Wilde’s original is filled with wit and subtly subversive humor. Urbinati’s adaptation takes Wilde’s lead and runs with it, making clear things that would have been taboo in Oscar’s day and subtly suggesting things that are still subversive today. For example, Urbinati transforms Herr Winkelkropf (the sharp, intelligent Michael Crane) – merely a German “revolutionary” with “Russian” leanings in the original – into a frankly acknowledged anarchist, and gives him lines that underline political and social points only hinted at in Wilde’s story.
Even more, Urbinati turns the originally mild role of Lady Windermere into a cunningly manipulative force of nature (like her namesake in Wilde’s play “Lady Windermere’s Fan”), and Hawking turns the role into an unquestionable “lead” performance, replete with quotable lines and juicy motivation. Glenn Peters gets the “Lady Bracknell” award for giving the evening’s only drag role (the stiff-necked but hedonistic Lady Clem) a truly believable interpretation.
This production also benefits from the designs of Lee Savage (set) and Naomi Wolff (costumes). Savage sets the tale’s visuals against an aquatic blue background, which achieves the right balance between light comedy and the murderousness of Lord Arthur’s “dark quest.” Wolff’s costumes also tell their own story: Many of the show’s biggest laughs arrive through the overstated outfits of silly clotheshorse Jane (Jocelyn Greene).

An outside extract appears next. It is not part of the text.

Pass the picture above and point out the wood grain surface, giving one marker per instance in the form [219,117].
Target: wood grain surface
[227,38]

In the central role of Lord Arthur, Ruffin unfortunately takes his time to get the role right, mumbling many of his lines until it’s time for Arthur to take center stage. Once he’s on a roll, though, Ruffin clearly expresses Arthur’s dilemma, which is only exacerbated by the fact that Lord Savile is a certifiable idiot. “West Moon Street” is a Wilde ride indeed!